3. Nurture a culture of kindness.
In a competitive environment with rankings, acknowledge every student’s efforts.
4. Build social-emotional vocabulary.
Expand vocabulary out of mad, sad, and happy. Gass said she taught a 3-year-old the word “frustrated” by giving the toddler a difficult package to open, and then asking, “is it hard to do?” When the adult says, “Oh, that must be so frustrating,” the child understands the emotions and word meaning to then use in a different scenario.
5. Include reflective writing.
Some children and teens find verbal communication difficult, and writing prompts allow them to express themselves in a different way.
6. Incorporate a “calm-down corner.”
“As an adult, you may have a place in your home where you tend to go, to a comfortable chair you like to read in, your favorite blanket. There are elements that we build into our day-to-day that’s very comfortable,” Gass said. “That’s really what we’re thinking about here for the classroom. Is there a place that they know that they can ask to step away from things that’s a little bit visually calm or a little bit quieter that they can kind of take that moment to deep breathe, to do what they need to do to reground before they go back into a group setting.”
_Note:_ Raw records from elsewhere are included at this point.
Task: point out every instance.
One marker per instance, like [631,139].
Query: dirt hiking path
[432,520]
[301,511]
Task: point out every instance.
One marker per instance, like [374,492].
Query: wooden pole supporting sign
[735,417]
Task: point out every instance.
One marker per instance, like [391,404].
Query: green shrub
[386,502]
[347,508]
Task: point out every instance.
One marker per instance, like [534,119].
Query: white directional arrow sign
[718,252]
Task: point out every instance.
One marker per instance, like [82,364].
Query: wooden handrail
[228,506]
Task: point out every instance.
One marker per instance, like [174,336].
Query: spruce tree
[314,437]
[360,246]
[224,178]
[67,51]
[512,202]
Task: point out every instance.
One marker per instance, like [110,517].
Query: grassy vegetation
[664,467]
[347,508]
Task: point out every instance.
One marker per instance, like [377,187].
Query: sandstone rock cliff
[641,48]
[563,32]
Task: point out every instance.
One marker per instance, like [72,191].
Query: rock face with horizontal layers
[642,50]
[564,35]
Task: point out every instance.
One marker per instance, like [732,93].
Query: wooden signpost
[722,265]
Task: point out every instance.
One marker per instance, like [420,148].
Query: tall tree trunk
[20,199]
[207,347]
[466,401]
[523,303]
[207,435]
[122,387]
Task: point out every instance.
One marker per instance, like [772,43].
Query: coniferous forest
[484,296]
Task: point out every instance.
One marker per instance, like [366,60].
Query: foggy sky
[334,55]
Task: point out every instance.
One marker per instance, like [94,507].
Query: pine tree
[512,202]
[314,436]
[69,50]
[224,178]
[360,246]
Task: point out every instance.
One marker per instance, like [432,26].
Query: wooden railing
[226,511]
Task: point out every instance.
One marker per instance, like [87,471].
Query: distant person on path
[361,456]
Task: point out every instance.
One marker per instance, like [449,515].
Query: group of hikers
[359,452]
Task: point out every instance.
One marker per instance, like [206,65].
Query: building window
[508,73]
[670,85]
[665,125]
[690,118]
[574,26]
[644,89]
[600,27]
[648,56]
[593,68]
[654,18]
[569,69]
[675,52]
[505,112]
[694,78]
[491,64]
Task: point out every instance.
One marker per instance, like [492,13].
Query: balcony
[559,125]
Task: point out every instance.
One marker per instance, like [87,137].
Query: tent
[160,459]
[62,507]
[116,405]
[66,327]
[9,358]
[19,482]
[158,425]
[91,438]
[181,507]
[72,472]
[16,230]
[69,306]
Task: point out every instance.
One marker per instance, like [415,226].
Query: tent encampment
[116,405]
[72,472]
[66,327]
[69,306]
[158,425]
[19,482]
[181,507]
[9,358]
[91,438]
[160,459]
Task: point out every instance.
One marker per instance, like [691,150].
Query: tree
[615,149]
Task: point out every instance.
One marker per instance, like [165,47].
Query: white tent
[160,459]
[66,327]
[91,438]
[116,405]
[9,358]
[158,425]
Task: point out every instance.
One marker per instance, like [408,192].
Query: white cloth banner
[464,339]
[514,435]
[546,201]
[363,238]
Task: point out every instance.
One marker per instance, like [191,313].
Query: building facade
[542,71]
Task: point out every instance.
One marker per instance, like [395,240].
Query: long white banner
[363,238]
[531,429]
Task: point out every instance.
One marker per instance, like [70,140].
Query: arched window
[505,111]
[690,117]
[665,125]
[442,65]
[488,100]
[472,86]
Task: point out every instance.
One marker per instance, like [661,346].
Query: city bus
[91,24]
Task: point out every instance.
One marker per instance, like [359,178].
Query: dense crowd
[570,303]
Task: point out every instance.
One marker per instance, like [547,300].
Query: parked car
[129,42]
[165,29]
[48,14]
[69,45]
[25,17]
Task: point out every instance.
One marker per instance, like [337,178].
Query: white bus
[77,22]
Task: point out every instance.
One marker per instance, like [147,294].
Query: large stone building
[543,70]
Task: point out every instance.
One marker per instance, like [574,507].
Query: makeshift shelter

7. Allow time for talking.
When you check-in with students, give the space to let them tell you how they feel in their own words.
8. Teach mindfulness.
Help children and teens be in the moment and aware of their bodies and minds through breathing exercises, sensory activities (smelling calming lavender or energizing citrus), or how to be aware of their surroundings.
9. Encourage expression through art.
As with writing and talking, some youths are better at communicating through different forms of art. For example, ask them to draw objects that represent how they feel and images that make them happy.
10. Teach kids to work toward a common goal.
For example, incorporate other tips on this list, such as writing and art, to create a classroom story together or a mural. Let students work on projects as an entire group to show how each person’s part is important.